Banks are failing the senior living industry when support is needed the most, according to Sunshine Retirement Living President and CEO Luis Serrano.

Bend, OR-based Sunshine is a family-owned business that operates independent living, assisted living and memory care communities across 18 states and employs 1,700 workers. The company includes 24,109 units in 41 buildings

As McKnight’s previously reported, a declining pool of lenders may have undercut in recent months some mergers and acquisitions in skilled nursing and senior living. Although some banks have consolidated and newcomers have entered the senior living and care lending industry, some larger banks have decided to exit the market, Serrano told the McKnight’s Business Daily. 

“Some banks on the whole are getting shy about investing in the industry,” he said. And some banks are going out of their way to support the senior housing industry “in these very rough times,” Serrano added.

For example, he said, the Bank of New England stepped in earlier this year and proactively offered Sunshine six months interest deferment on a new construction project “without being asked” and postponed all covenants for one year without asking for anything in return. 

“Some banks have been very understanding,” Serrano said.

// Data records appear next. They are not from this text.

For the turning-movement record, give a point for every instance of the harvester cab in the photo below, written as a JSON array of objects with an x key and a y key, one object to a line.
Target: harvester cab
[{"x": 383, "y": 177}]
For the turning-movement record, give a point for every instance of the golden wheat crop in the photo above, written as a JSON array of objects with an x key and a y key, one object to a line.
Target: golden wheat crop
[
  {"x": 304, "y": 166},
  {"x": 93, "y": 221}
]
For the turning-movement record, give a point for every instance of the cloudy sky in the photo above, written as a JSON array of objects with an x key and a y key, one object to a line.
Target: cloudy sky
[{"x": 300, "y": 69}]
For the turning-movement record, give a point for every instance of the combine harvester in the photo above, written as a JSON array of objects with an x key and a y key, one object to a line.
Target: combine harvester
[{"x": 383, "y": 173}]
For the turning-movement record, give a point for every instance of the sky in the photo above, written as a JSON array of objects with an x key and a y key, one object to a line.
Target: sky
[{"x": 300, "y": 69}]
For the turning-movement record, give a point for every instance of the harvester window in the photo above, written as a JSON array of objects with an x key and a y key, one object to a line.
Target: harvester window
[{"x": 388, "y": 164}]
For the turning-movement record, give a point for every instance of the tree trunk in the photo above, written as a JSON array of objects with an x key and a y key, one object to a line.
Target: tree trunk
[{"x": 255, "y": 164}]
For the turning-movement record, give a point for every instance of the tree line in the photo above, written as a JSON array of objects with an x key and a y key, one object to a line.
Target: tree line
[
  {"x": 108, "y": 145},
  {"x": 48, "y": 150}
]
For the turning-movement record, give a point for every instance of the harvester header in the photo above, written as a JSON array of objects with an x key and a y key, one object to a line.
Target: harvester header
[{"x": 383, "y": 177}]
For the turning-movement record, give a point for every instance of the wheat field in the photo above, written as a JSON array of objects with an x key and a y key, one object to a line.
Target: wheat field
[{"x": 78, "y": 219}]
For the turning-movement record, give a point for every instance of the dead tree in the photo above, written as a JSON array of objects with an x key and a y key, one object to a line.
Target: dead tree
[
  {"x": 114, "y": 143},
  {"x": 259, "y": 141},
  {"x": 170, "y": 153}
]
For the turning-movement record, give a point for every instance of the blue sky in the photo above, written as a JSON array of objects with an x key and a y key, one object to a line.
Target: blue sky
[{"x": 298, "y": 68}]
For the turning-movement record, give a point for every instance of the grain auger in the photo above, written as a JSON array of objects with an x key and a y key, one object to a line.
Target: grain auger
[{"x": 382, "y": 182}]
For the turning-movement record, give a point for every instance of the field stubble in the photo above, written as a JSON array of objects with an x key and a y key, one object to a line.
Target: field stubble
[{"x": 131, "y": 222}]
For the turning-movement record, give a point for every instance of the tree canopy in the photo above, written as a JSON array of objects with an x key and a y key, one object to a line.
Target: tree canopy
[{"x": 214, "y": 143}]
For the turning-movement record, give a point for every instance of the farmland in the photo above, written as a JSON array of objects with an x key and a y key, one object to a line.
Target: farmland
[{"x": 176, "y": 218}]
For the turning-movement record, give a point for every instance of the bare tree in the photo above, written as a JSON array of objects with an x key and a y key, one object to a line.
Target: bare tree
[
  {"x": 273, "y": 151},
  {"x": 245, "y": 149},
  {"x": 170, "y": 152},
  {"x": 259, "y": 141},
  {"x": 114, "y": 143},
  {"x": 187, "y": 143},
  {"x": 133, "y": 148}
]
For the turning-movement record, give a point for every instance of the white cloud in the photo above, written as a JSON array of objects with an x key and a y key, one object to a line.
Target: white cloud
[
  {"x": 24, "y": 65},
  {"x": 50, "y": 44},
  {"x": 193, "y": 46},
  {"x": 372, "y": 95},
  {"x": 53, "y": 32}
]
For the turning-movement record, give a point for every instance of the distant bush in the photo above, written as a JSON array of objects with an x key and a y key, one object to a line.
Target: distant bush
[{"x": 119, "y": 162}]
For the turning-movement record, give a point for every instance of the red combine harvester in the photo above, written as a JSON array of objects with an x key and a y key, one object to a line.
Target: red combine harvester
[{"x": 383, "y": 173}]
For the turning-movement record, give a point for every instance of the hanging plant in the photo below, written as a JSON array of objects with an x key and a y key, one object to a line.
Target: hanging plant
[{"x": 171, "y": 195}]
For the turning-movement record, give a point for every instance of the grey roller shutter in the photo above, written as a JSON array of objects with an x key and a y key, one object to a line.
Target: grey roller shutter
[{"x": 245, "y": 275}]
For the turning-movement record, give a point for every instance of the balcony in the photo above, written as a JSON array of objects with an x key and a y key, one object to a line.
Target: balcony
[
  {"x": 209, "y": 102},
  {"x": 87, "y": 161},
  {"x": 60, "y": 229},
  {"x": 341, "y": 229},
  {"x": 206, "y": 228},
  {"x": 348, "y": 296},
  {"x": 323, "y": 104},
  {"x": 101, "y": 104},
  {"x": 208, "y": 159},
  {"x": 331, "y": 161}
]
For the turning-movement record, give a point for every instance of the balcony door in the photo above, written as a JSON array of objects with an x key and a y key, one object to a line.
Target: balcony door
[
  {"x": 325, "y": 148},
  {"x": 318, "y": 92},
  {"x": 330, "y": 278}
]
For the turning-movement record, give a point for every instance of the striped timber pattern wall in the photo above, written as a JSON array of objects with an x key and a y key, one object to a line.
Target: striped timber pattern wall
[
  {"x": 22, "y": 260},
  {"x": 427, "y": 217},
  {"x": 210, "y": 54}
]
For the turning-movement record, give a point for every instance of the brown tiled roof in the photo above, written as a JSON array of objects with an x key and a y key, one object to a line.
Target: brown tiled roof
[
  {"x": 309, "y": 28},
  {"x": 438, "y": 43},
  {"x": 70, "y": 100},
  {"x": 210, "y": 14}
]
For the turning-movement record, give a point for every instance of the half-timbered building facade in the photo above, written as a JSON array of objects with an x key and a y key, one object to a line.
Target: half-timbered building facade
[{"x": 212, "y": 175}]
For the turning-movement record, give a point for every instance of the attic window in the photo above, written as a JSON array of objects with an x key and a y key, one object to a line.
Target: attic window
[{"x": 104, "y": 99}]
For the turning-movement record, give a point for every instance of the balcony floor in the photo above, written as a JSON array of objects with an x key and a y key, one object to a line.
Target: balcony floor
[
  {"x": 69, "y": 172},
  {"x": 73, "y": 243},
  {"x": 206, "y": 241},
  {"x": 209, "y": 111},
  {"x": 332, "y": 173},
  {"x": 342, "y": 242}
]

On the flip side, he said that he believes some of the banks Sunshine deals with “are not acting in good faith and resorting to unethical predatory practices.” Serrano said he had particular difficulty with a lender associated with one of his company’s assisted living and memory care communities in Brookfield, WI.

The company, he said, asked Fifth Third Bank for forbearance on a construction loan for Lakewood Assisted Living and Memory Care, which was built at the end of 2019, just before the pandemic. When COVID-19 hit, the company could not fill up the new building.

“When Fifth Third Bank finally responded many months later, not only they did not offer any forbearance or assistance to the senior community, instead they attempted to renegotiate the loan terms increasing the interest rate, reducing the loan term by two years, introducing an interest rate floor, increasing guarantor liquidity levels, etc.,” Serrano said in a written statement. 

“When Sunshine did not agree to those terms, Fifth Third Bank declared a technical default even though Sunshine always made the mortgage payments on time. Fifth Third Bank doubled the interest rate, charged legal fees, and threatened to foreclose on the senior community,” the statement continued.

“Instead of helping us, what they did was turn the screws on us,” Serrano told the McKnight’s Business Daily. “We’ve never missed a payment. We’ve done everything by the books.”

Serrano said Fifth Third and other banks “have benefited from government programs with the intent purpose to provide relief to companies such as Sunshine in the form of payment deferrals, covenant waivers and more.” 

“Instead, they chose to behave in bad faith,” Serrano claimed. “The bank wanted to get rid of the loan.”

Although Sunshine was fortunate to find alternative financing, he said, he believes that the situation would be a “disaster” for a small operator, based on the increased interest payments alone. 

“Over time, you can basically destroy the project, especially in this environment where profit margins are compressed,” Serrano said. “Expenses have just gone through the roof.”